Somewhere in my college years, when I had little to no real access to the internet, news, and most other forms of information dissemination, I had accidentally ebayed and dressed myself into a movement. My glasses are 1970's chic, as are most of my clothes. I love old things (you might have noticed when I dedicated two posts to typewriters) and, in fact, see these vintage pieces of tech as superior to the delicate, finicky, and O so willing to be outmoded devices we have today.
I, however, am not a hipster.
A hipster--as I have come to learn--needs to go into this gig with an almost ludicrous amount of self-awareness. A hipster says, "Man, the 70's seemed like such a cooler time to be in, therefore I shall replicate it." Hipsters buy typewriters to be noticed--one internet blurb said it all. And hipsters do this knowing full well just how--well, I am hesitant to say--silly? or maybe just preposterous the endeavor is.

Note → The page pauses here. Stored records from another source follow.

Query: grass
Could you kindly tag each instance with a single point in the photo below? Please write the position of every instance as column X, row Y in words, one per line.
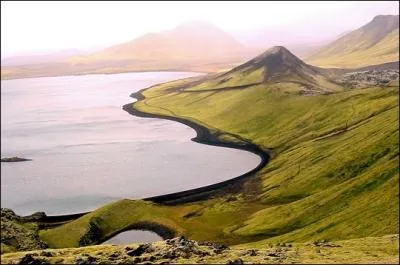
column 356, row 251
column 334, row 173
column 349, row 56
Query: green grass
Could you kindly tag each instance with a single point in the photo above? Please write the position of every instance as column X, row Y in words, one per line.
column 350, row 56
column 334, row 173
column 356, row 251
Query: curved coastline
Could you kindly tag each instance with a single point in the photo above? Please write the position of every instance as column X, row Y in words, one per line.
column 203, row 136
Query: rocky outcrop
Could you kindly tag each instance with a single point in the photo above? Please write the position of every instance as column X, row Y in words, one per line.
column 18, row 234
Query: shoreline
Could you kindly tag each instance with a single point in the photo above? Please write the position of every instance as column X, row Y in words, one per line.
column 203, row 136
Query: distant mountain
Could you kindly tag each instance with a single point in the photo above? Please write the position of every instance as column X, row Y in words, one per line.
column 199, row 41
column 374, row 43
column 40, row 58
column 277, row 65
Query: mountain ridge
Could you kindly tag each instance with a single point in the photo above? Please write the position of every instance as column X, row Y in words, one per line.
column 376, row 42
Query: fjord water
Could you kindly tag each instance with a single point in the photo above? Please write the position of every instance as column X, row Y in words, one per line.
column 86, row 151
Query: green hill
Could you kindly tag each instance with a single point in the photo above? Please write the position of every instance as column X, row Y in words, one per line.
column 334, row 168
column 374, row 43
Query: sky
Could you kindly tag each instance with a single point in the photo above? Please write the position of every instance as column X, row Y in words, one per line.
column 41, row 26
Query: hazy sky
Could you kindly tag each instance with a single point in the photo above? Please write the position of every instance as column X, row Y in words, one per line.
column 49, row 26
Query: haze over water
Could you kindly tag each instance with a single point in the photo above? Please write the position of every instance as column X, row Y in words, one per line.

Me? I just fell into it. I found a typewriter at a resale shop, and said, "How cool! I want another." And a collector was born. My clothes were bought for me by others--Christmas gifts, birthdays, etc--and it was them saying, "You would look so good in this." And my glasses? That is the best story of all. They were put on my face by a pregnant woman working at the clinic. "I," she said, "have only sold maybe one pair of these. You have the face for them." Reluctantly, I bought them; you don't say know to pregnant girls. That's just a rule of life.
"So what?" you say. "You're still a hipster."